Welcome to Content24. Why is it different? Because it’s a digest of the stories that have made an impact over the past 24 hours, and not just a platform for recycled content marketing. Today we’re looking at the New York Times, Facebook and a response to yesterday’s view on what content actually is

Facebook brings in agency for content marketing role

Facebook has added Tongal, an agency specialising in the production of video content marketing for brands, to the Facebook Marketing Partner Program.

The scheme, which launched earlier this year, is a Facebook-recommended list of suppliers of marketing services who want to produce content on the platform.

Required skills for inclusion on the list, in addition to content marketing, are ad technology, media buying, FBX, small business solutions, community management, audience onboarding, measurement and audience data provision.

To be a content marketing partner you can deliver content or technology.

However, the five requirements to join are fairly non-specific. For example, one is to “provide insights with metrics allowing marketers to understand the performance of content with relation to business objectives”. Another is “Show consistent track record of client success”.

So, not too hard to achieve then. The real question is, does it pay to do so?

For more on the scheme go here.

An answer to yesterday’s view that content is less than the vehicle

Yesterday’s Campaign published a post by ad man Dave Trott. In it he said that content was less important than the method of delivery. To illustrate this he used the analogy of a lorry that can deliver a variety of items.
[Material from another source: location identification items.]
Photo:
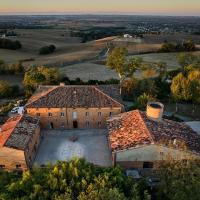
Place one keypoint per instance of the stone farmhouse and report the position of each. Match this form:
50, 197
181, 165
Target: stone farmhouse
136, 139
19, 141
144, 139
68, 107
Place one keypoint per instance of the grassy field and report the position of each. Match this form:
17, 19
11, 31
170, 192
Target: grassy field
169, 58
87, 71
68, 49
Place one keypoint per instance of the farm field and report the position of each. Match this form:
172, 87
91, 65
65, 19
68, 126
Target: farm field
88, 71
68, 49
169, 58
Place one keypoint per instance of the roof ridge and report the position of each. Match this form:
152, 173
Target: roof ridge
6, 137
49, 91
149, 133
107, 95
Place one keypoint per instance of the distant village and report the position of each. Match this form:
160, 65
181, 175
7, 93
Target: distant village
133, 140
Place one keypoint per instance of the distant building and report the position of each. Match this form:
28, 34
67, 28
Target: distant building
142, 140
19, 141
68, 107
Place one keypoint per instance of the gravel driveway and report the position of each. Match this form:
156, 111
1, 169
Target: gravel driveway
90, 144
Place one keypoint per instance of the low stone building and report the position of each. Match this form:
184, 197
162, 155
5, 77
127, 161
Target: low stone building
19, 141
144, 139
68, 107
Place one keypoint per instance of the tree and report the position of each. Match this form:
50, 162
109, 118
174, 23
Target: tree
39, 76
129, 86
143, 99
180, 88
194, 80
4, 89
75, 179
180, 180
186, 59
186, 88
162, 69
124, 67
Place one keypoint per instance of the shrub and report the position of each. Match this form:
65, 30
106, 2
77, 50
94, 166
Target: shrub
9, 44
47, 50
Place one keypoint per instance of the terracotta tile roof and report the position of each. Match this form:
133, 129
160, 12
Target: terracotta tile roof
131, 129
7, 129
73, 96
17, 131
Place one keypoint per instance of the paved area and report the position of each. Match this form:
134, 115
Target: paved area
90, 144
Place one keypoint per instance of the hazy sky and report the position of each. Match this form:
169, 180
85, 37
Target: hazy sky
163, 7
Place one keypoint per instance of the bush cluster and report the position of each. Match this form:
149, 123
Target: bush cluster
47, 50
9, 44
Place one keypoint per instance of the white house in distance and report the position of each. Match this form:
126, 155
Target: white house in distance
143, 139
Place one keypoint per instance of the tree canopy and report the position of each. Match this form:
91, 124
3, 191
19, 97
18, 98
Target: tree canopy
71, 180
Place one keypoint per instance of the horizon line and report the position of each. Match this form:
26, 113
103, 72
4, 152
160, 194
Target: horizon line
97, 13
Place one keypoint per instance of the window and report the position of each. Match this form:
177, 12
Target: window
148, 165
62, 114
74, 115
87, 114
99, 114
87, 124
2, 166
18, 166
62, 125
99, 124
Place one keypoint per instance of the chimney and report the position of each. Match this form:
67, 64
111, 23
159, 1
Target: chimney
62, 84
155, 111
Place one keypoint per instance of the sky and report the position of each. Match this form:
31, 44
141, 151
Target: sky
146, 7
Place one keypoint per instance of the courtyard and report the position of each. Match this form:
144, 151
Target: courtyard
64, 145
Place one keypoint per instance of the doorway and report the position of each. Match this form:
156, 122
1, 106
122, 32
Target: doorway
75, 124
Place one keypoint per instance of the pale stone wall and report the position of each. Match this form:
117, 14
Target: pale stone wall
32, 148
12, 157
66, 121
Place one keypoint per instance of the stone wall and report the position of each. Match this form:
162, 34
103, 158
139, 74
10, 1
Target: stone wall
11, 157
90, 120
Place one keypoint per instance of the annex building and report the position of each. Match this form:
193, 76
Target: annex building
68, 107
19, 141
144, 139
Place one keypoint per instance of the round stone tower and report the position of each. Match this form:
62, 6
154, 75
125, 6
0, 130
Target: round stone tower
155, 111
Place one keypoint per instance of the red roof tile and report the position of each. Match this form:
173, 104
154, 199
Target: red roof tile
7, 129
134, 128
74, 96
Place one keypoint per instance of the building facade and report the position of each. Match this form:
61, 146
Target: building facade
19, 142
68, 107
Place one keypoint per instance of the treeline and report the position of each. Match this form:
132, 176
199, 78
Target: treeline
47, 49
8, 33
156, 82
78, 81
9, 44
95, 33
7, 90
79, 180
177, 47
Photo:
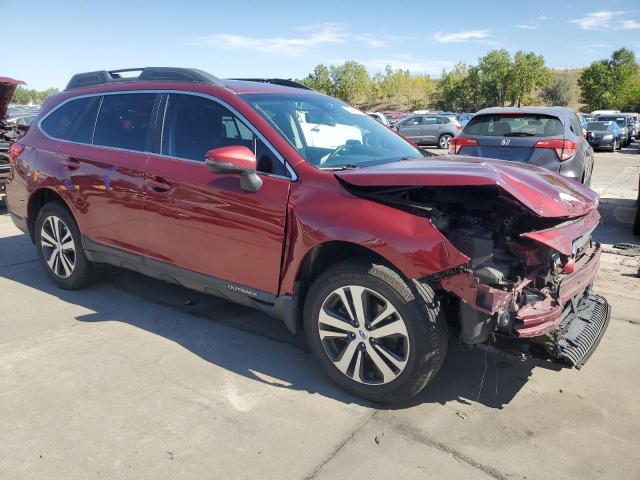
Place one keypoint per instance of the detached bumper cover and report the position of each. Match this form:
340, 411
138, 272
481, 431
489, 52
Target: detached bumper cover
540, 317
583, 330
532, 319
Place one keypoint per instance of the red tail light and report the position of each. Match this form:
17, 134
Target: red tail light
458, 142
565, 149
14, 151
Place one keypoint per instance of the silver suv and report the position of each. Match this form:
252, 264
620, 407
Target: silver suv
429, 129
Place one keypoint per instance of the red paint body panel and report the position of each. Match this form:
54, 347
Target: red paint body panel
561, 237
544, 193
178, 212
208, 224
323, 212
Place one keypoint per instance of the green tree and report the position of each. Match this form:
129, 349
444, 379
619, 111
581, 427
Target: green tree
528, 72
495, 77
596, 85
560, 91
320, 80
351, 82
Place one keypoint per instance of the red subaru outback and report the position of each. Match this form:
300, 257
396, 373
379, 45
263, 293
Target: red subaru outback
296, 204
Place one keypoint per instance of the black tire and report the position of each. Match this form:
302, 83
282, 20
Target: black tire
444, 140
83, 271
425, 326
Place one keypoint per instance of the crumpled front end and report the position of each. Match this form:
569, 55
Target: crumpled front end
550, 312
527, 281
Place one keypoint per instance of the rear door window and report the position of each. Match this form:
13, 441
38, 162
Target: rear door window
412, 122
123, 121
519, 125
73, 121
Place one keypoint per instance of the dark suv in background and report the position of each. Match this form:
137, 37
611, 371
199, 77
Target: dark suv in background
624, 121
430, 129
293, 203
8, 132
551, 137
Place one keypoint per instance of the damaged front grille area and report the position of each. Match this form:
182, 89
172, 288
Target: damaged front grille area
583, 330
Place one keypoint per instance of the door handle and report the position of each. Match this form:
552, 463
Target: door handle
71, 163
158, 184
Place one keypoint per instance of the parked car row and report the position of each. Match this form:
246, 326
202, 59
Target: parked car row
430, 129
549, 137
296, 204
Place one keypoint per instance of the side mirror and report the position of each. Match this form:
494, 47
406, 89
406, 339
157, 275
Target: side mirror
235, 160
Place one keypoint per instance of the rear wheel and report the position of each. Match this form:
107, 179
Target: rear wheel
444, 140
374, 334
59, 247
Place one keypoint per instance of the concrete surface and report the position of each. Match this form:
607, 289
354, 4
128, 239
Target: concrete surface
134, 378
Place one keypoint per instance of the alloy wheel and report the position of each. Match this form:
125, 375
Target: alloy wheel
58, 247
363, 334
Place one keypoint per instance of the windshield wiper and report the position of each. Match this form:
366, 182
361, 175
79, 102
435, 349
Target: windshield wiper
346, 166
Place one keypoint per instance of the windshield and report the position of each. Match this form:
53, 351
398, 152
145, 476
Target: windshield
619, 120
598, 126
330, 134
514, 125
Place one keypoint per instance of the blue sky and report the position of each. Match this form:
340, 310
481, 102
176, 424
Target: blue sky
54, 39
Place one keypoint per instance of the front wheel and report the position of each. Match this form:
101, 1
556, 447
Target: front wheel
59, 247
374, 334
444, 140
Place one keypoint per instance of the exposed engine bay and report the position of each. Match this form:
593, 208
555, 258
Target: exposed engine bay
514, 289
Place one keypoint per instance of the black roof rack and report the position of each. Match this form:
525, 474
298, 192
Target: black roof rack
154, 74
276, 81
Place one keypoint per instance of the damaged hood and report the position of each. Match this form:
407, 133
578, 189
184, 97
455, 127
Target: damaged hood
7, 87
545, 193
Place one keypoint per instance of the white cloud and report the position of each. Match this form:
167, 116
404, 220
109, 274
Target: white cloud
411, 63
629, 24
462, 36
597, 20
290, 46
597, 47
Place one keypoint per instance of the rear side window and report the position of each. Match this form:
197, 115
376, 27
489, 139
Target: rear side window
412, 121
73, 121
520, 125
123, 121
194, 125
619, 120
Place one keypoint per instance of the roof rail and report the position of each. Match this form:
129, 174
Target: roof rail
152, 74
275, 81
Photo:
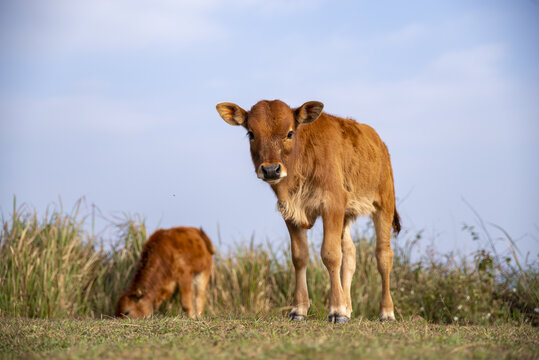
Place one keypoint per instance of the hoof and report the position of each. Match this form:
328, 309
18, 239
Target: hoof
387, 317
338, 319
296, 317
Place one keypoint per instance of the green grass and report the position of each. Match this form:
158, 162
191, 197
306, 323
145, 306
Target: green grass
261, 338
59, 285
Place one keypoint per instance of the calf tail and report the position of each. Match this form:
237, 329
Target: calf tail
207, 241
396, 222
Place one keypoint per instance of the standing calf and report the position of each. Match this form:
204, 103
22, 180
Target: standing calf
179, 256
334, 168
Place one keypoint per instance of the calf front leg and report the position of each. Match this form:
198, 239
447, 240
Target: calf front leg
300, 258
331, 254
His point was that it’s the method that matters, not what the lorry carries.

Obviously, we disagreed. So did someone from another advertising agency, except this one works in content marketing. His name is Richard Cable and he’s from Bartle Bogle Hegarty.

This post may as well end with his comment.

He said: “Where advertising is a marketing communication that interrupts what you are doing (whether you like it or not), content is a marketing communication that you choose to spend time with. It’s not about being the thing people block, skip or ignore, but the thing they appreciate, seek out and share.”